Based on the above literature, the Jeff Madura (2005) statement “Multinational Corporation should use a discount rate in capital budgeting that reflects its cost of capital adjusted for the proposed risk” in international financial Management is realistic. The Madura statement is based on verifiable cost of capital theorems. The Madura statement is supported by basic finance theories. Indeed, the Madura statement is correct because it is grounded on the several prominent factors that may affect the cost of capital for a Multinational Corporation; lenders must be paid additional for the additional risks of clients not able to pay their liabilities on time (Cannice, 2008).
References
Brigham, E. and Houston, J. (2002) Fundamentals of Financial Management. London: Thomson South-Western.
Byars, L. (1991) Strategic Management. London: HarperCollins.
Cannice, M. (2008) Management. London: McGraw-Hill.
Chapman, C. (2007) Handbook of Management Accounting Research. London: Elsevier Press.

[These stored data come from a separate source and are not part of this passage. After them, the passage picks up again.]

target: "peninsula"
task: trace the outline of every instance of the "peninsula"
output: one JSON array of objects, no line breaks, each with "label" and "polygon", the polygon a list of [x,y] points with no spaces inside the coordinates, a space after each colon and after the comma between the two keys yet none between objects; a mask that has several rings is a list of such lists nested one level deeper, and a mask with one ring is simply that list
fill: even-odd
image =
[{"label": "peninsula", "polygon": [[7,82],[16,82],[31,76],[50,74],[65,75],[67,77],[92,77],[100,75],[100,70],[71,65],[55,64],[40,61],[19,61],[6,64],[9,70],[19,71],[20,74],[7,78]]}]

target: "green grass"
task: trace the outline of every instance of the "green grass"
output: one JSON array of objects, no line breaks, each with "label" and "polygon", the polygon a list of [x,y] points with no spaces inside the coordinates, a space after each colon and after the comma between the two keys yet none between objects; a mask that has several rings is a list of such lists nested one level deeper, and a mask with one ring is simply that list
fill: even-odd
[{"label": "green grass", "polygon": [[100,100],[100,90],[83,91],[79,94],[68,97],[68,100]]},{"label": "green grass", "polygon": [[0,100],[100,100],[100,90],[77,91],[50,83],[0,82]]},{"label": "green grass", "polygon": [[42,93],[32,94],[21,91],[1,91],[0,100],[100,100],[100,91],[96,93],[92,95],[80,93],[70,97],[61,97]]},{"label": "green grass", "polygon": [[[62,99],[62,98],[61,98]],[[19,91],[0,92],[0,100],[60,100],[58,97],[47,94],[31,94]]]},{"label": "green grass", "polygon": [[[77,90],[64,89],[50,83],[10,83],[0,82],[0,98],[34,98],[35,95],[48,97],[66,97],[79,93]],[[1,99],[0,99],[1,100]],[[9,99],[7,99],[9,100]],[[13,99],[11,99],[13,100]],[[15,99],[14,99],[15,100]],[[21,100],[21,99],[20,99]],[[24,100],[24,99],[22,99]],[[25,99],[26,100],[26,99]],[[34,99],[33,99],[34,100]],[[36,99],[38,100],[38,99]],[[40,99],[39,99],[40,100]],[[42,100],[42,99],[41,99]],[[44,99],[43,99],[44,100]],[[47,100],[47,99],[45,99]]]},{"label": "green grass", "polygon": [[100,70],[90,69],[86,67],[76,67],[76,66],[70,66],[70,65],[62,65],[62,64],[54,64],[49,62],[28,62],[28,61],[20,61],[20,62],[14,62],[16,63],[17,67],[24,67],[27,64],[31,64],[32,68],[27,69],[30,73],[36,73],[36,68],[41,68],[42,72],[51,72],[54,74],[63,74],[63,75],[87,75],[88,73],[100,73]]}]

Demirag, I., Goddard, S., (2004) Financial Management for International Business. London: McGraw Hilll Press.
Flowers, E., (1999) Interlocking Global Business Systems: The Restructuting of Industries, Economies, and Capital Markets. Westport: Quorum Books Press.
Groth, C., (2010) Investment Adjustment Costs: An Empirical Assessment. London: Wiley Blackwell Press.
Meredith, G. “Improved Capital Budgeting Decision Making.” Management Decision 48, no. 2 (2010): 225-247.
Mun, J., (2005) Real Options Analysis: Tools and Techniques for Valuing Strategic Investments and Decisions. London, J. Wiley & Sons.
Stickney, C., (2009) Financial Accounting. London, Cengage Press.
Trigeorgis, L., (2004) Real Options in Capital Investment. London: Praeger Press.